He tells her all he can remember, and she listens silently. Captain Lennart lies still unconscious on the bed. The room is full of weeping people; no one thinks of shutting out that mourning crowd. All the doors stand open, the stairs and the halls are filled with silent, grieving people; far out in the yard they stand in close masses.

When the colonel has finished, she raises her voice and says,—

“If there are any pensioners here, I ask them to go. It is hard for me to see them when I am sitting by my husband’s death-bed.”

Without another word the colonel rises and goes out. So do Gösta Berling and several of the other pensioners who had followed Captain Lennart. The people move aside for the little group of humiliated men.

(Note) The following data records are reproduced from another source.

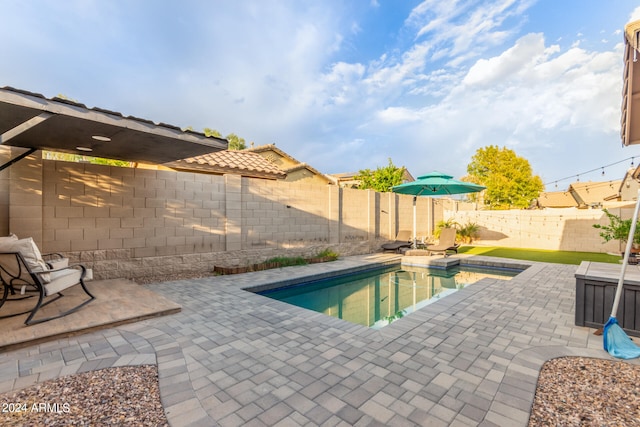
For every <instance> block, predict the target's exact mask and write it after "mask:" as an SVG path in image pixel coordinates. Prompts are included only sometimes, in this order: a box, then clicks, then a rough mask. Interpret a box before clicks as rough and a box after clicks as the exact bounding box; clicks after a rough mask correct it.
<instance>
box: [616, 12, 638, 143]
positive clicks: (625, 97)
mask: <svg viewBox="0 0 640 427" xmlns="http://www.w3.org/2000/svg"><path fill="white" fill-rule="evenodd" d="M624 29H625V31H624V36H625V37H624V41H625V43H624V44H625V50H624V75H623V79H624V84H623V87H622V118H621V122H620V125H621V127H620V136H621V138H622V144H624V145H634V144H640V63H639V62H637V61H638V60H640V51H638V49H640V21H634V22H630V23H628V24H627V25H626V26H625V28H624Z"/></svg>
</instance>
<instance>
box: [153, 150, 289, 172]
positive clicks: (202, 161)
mask: <svg viewBox="0 0 640 427" xmlns="http://www.w3.org/2000/svg"><path fill="white" fill-rule="evenodd" d="M165 166H168V167H170V168H173V169H182V170H194V171H200V172H207V173H212V174H218V175H222V174H227V173H228V174H238V175H242V176H247V177H252V178H265V179H284V178H286V176H287V174H286V173H285V172H284V171H282V170H281V169H280V168H278V167H277V166H276V165H274V164H273V163H271V162H269V161H268V160H266V159H265V158H264V157H262V156H261V155H259V154H256V153H249V152H247V151H246V150H225V151H217V152H214V153H208V154H203V155H201V156H196V157H190V158H188V159H183V160H177V161H175V162H170V163H165Z"/></svg>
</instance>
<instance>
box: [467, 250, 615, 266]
mask: <svg viewBox="0 0 640 427" xmlns="http://www.w3.org/2000/svg"><path fill="white" fill-rule="evenodd" d="M458 253H461V254H469V255H485V256H495V257H502V258H512V259H523V260H527V261H540V262H555V263H557V264H575V265H579V264H580V263H581V262H582V261H596V262H608V263H612V264H618V263H619V262H620V260H621V259H622V257H621V256H617V255H609V254H604V253H597V252H569V251H548V250H543V249H519V248H501V247H496V246H462V247H460V249H458Z"/></svg>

When they are gone the captain’s wife says: “Will some of them who have seen my husband during this time tell me where he has lived, and what he has done?” Then they begin to give testimony of Captain Lennart to his wife, who has misjudged him and sternly hardened her heart against him.

It lasted a long time before they all were done. All through the twilight and the evening they stand and speak; one after another steps forward and tells of him to his wife, who would not hear his name mentioned.

Some tell how he found them on a sick-bed and cured them. There are wild brawlers whom he has tamed. There are mourners whom he has cheered, drunkards whom he had led to sobriety. Every one who had been in unbearable distress had sent a message to God’s wayfarer, and he had helped them, or at least he had waked hope and faith.

Out in the yard the crowd stands and waits. They know what is going on inside: that which is said aloud by the death-bed is whispered from man to man outside. He who has something to say pushes gently forward. “Here is one who can bear witness,” they say, and let him pass. And they step forward out of the darkness, give their testimony, and disappear again into the darkness.

“What does she say now?” those standing outside ask when some one comes out. “What does she say?”